View previous topic :: View next topic |
Author |
Message |
losisoft
Joined: 21 Mar 2008 Posts: 43
|
Posted: Sat Aug 09, 2008 9:48 am Post subject: hostmonitor freezing |
|
|
Hi,
Our old hardware is expiring, so I started to move hostmon to a new server.
Old server was a 2x dual core AMD opteron 275 HP (385 G1)
new one is a 2xdual core AMD opteron 2218 HP (385 G2)
Operating system is windows server 2003 sp2 standard
Originally we only installed hostmon 7.18, but that was freezing.
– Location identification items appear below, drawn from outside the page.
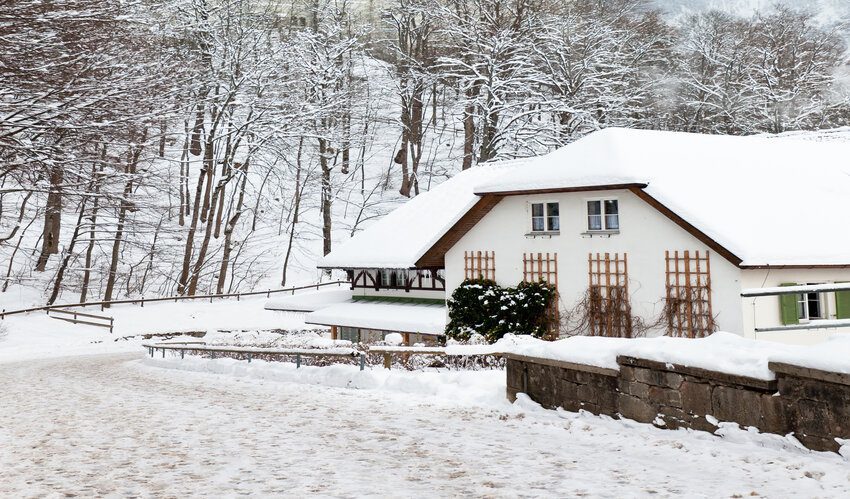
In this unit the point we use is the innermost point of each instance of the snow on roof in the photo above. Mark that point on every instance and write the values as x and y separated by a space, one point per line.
400 238
770 201
308 302
403 317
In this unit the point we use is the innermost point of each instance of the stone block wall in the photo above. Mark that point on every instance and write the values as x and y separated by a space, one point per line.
817 404
813 405
555 384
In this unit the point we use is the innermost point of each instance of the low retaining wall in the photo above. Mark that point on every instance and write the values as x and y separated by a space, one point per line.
813 405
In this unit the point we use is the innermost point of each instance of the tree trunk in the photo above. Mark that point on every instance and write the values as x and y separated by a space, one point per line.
295 209
130 169
84 289
228 231
69 253
52 219
469 130
205 244
326 196
193 227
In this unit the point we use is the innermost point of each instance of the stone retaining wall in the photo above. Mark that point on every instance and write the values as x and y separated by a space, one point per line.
553 384
813 405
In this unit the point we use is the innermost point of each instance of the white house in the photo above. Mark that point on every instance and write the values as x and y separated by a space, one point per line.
665 229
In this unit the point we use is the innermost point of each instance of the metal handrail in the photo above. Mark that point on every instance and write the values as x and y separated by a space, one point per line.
143 300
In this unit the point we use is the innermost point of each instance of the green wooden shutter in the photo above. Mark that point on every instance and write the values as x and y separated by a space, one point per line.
842 304
788 307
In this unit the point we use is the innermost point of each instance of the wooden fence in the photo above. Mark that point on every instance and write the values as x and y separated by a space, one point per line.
143 300
375 355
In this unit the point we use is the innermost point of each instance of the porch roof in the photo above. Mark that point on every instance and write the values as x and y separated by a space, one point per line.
402 317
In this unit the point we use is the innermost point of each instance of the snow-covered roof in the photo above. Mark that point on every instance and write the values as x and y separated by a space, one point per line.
769 201
403 317
400 238
310 301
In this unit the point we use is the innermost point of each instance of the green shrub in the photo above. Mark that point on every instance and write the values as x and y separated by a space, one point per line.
482 306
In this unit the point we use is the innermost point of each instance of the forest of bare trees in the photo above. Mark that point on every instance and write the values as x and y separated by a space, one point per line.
158 147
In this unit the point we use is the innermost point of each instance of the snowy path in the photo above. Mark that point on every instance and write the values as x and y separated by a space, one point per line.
109 425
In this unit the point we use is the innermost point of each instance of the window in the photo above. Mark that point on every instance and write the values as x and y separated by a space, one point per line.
809 306
545 217
603 215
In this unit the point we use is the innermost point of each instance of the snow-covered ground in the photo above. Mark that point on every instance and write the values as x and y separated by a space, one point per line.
117 426
37 335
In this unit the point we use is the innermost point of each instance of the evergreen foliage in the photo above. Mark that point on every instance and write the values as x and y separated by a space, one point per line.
482 306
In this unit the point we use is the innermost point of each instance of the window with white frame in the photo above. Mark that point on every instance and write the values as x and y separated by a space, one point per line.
810 306
603 214
545 217
386 278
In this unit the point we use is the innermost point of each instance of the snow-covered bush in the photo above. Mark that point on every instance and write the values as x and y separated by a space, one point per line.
482 306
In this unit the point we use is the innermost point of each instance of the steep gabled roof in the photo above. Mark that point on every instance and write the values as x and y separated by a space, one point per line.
767 200
777 201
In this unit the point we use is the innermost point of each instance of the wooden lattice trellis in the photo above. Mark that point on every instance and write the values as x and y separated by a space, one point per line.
540 267
544 267
479 265
608 310
688 301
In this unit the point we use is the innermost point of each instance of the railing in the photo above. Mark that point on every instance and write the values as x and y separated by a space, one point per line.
143 300
252 352
375 353
107 321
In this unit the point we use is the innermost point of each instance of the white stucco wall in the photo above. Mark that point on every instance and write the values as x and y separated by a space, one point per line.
764 311
645 234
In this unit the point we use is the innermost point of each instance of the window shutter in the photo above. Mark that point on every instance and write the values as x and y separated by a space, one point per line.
842 304
788 307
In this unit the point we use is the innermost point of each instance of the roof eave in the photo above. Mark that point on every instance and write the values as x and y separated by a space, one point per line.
555 190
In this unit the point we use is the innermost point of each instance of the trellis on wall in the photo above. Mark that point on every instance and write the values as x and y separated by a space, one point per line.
538 267
609 312
688 300
479 265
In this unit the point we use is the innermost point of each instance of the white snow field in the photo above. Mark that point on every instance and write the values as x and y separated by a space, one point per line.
36 335
112 425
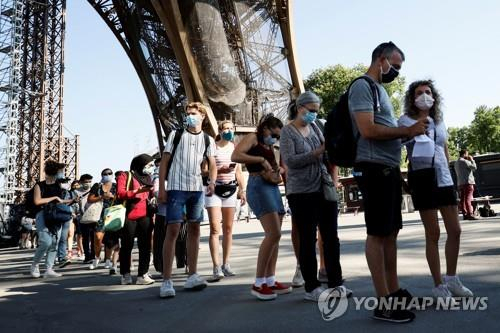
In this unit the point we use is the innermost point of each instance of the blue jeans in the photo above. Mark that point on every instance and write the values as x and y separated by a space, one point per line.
62 243
191 201
47 242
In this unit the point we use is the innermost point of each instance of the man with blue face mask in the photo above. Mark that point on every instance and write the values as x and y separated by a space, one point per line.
377 173
180 167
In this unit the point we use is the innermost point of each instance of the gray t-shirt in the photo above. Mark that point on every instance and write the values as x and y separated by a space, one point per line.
304 169
387 152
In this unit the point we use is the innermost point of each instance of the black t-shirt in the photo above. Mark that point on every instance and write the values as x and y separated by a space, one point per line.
51 190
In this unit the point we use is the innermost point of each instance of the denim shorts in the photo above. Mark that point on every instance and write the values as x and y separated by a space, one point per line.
263 198
191 200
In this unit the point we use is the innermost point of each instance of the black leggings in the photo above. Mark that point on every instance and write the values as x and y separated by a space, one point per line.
142 229
311 210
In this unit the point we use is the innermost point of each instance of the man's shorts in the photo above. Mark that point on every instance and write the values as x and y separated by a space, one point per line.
192 200
381 188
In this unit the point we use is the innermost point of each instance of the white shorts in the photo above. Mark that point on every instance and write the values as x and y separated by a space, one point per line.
216 201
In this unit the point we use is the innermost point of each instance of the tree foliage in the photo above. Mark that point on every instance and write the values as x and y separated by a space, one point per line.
482 136
331 82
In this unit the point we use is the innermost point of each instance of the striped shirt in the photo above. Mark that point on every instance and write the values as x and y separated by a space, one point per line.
185 172
223 159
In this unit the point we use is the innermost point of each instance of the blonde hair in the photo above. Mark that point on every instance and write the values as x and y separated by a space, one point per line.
198 106
224 122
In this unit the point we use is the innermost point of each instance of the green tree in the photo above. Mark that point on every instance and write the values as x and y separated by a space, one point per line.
331 82
485 130
458 138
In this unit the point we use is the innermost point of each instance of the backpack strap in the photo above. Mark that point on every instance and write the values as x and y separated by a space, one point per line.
175 144
373 87
206 137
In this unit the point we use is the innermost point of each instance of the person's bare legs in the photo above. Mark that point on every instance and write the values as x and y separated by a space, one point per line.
374 251
295 240
98 236
71 235
79 244
271 223
391 262
193 246
432 234
169 249
227 232
453 230
215 217
273 259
We tried 7.42 beta, and now 7.50 and they are producing the same problem.
Hostmonitor is running as a service. There is one min. delay configured for testing so we don't get problems with the active rma agents.
That's just fine. But usually in 1-3 hours hostmon is freezing.
I notice that the RCC client is disconnecting, and I can not connect back.
If I try to stop the service - it's not possible. I need to kill it via process explorer. Then I can start it again and works fine for another 1-3 hour.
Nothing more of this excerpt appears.